After running in a, at this point, well established home brew world for well over 5 years in Pathfinder 1E, I switched over to 2E and began crafting a new world to indulge in my love of grimdark fantasy at the request of a player. Said player then had life happen, and left the game, which brought a chuckle.
That being said, I after years of reluctance to switch systems, I am enjoying running in 2E. Combine that with switching from running on Roll20 to FoundryVTT, my experience as a GM has skyrocketed.
The concept for the new world is, what happened when the heros failed? The world had a cataclysmic magic disaster, resulting in most people hiding underground for over a thousand years. In the last few centuries, the reclamation of the surface has begun. I use modified Manga Wellspring rules outside of established cities/towns, utilizing the concept of flipping a coin in magic fallout areas from Terry Pratchett’s Discworld.

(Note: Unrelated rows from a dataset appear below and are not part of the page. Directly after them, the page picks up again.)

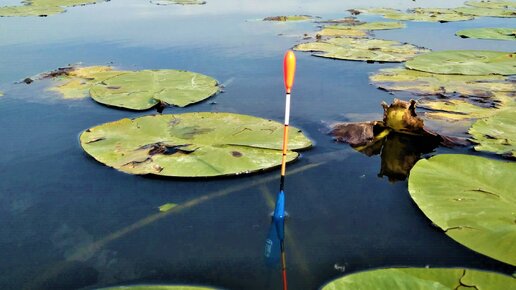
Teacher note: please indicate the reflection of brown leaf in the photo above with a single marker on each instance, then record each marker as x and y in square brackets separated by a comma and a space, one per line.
[356, 134]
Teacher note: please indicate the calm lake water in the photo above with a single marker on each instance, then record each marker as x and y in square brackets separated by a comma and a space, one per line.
[68, 222]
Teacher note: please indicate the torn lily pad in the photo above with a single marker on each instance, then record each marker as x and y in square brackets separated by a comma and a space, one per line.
[192, 144]
[42, 7]
[425, 83]
[496, 134]
[488, 33]
[179, 2]
[369, 50]
[289, 18]
[472, 199]
[421, 14]
[136, 90]
[465, 62]
[421, 278]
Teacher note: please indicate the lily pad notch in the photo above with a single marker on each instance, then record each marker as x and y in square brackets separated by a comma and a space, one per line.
[198, 144]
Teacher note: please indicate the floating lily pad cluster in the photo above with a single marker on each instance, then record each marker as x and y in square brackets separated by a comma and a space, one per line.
[192, 144]
[469, 12]
[135, 90]
[351, 42]
[422, 278]
[42, 7]
[472, 199]
[470, 80]
[488, 33]
[179, 2]
[285, 18]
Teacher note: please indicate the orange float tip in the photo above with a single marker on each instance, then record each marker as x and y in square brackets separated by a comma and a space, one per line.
[289, 70]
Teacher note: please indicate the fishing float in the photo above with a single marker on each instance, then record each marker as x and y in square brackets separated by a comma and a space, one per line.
[277, 230]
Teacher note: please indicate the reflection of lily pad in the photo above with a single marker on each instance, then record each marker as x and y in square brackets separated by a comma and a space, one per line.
[465, 62]
[424, 83]
[191, 145]
[289, 18]
[42, 7]
[157, 287]
[179, 2]
[421, 14]
[421, 278]
[472, 199]
[136, 90]
[362, 49]
[488, 33]
[476, 11]
[496, 134]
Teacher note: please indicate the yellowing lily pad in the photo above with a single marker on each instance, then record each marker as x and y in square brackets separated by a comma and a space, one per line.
[362, 49]
[488, 12]
[42, 7]
[465, 62]
[179, 2]
[191, 145]
[422, 278]
[136, 90]
[424, 83]
[496, 134]
[371, 26]
[488, 33]
[288, 18]
[472, 199]
[491, 4]
[421, 14]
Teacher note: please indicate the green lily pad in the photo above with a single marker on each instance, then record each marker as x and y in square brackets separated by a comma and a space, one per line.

My players have expressed that they are enjoying things so far, and I can’t wait to see what they do when they get out of their current situation (first real job, which has led them to a ruin) and things really kick into gear. :D
I’ve been DMing a Scum and Villainy campaign, a space opera based on the Forged in the Dark family of games.
My group has been playing a few different systems together for a couple years now and this might be the most fun we’ve had. They get to cruise around space stealing, smuggling and generally being a bunch of scallywags. The campaign setting is a really solid base that I’ve been building on top of and I have so many ideas for things I want to try.

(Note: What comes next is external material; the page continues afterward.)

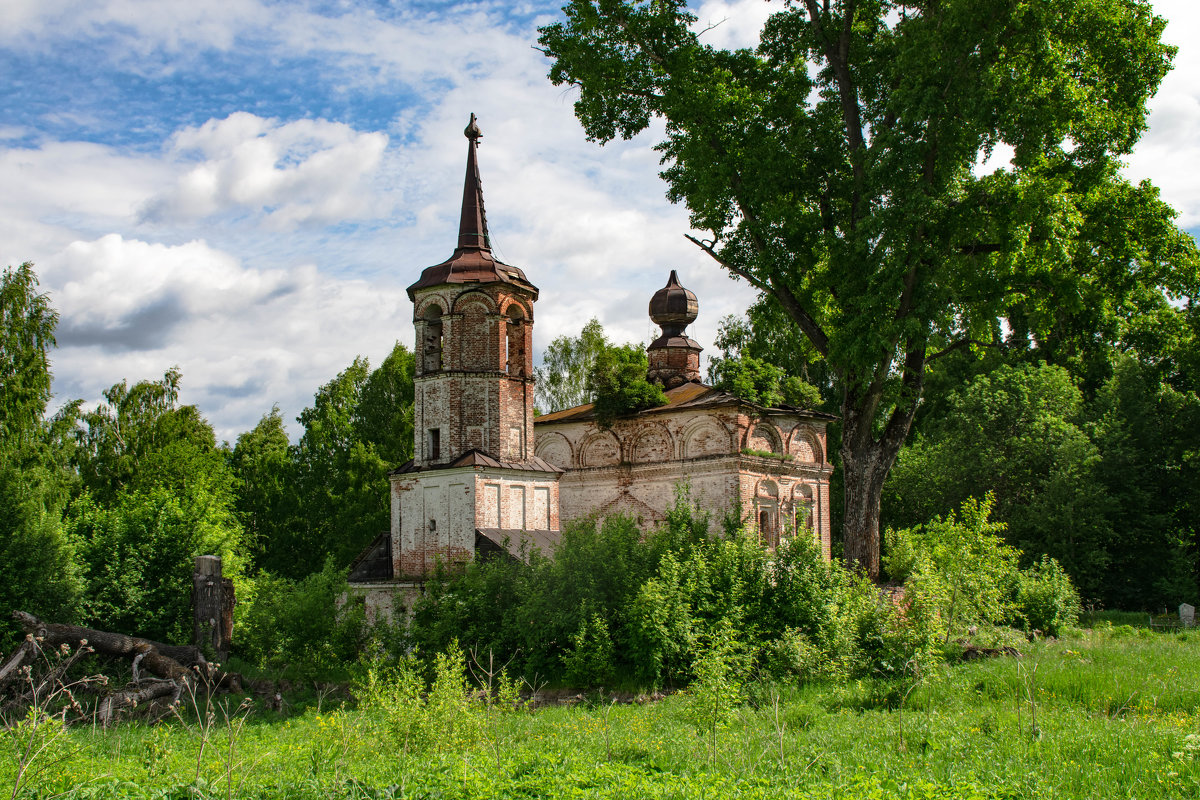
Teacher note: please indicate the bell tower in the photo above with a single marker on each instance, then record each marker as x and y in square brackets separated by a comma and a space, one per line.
[474, 482]
[474, 326]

I’m jealous of your 5E campaigns. My D&D group I play with has been on hiatus this summer so I haven’t gotten to play much this year but I’m hoping we can start up something soon.
Been playing “No Thank You, Evil” with the family for a few years, with me mostly running the sessions. Recently, I’ve been sharing GM responsibilities with the kids and they’re having fun with it. Our session from this past Friday ended with me permanently passing the NTYE guide torch to them, along with an in-game “new-to-us” clunker of a spaceship to give inspiration and a ride to the group’s new adventures.

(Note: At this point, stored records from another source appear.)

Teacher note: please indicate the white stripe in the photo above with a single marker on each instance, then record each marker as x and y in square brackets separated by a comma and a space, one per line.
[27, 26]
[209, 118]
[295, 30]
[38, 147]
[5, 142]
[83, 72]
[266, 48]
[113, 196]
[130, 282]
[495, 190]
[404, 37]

While NTYE is fun an all and we’re not going to stop playing anytime soon, I’ve been wanting to give something new a try for a while and have been exploring other TTRPGs to play. Pathfinder sparked my interests, but since NTYE is Cypher-lite and I don’t want to overburden the kids with too much of a rules change, I’ve been leaning towards settings using the Cypher System. I love the artwork and concept of Predation, dinosaurs and sci-fi tech. Who doesn’t want to hang with a dinosaur with laser cannons that can watch your back while you’re hacking into a SATI mainframe? So that’s why I’m currently reading through the Predation material and prepping for our first session for this coming Friday.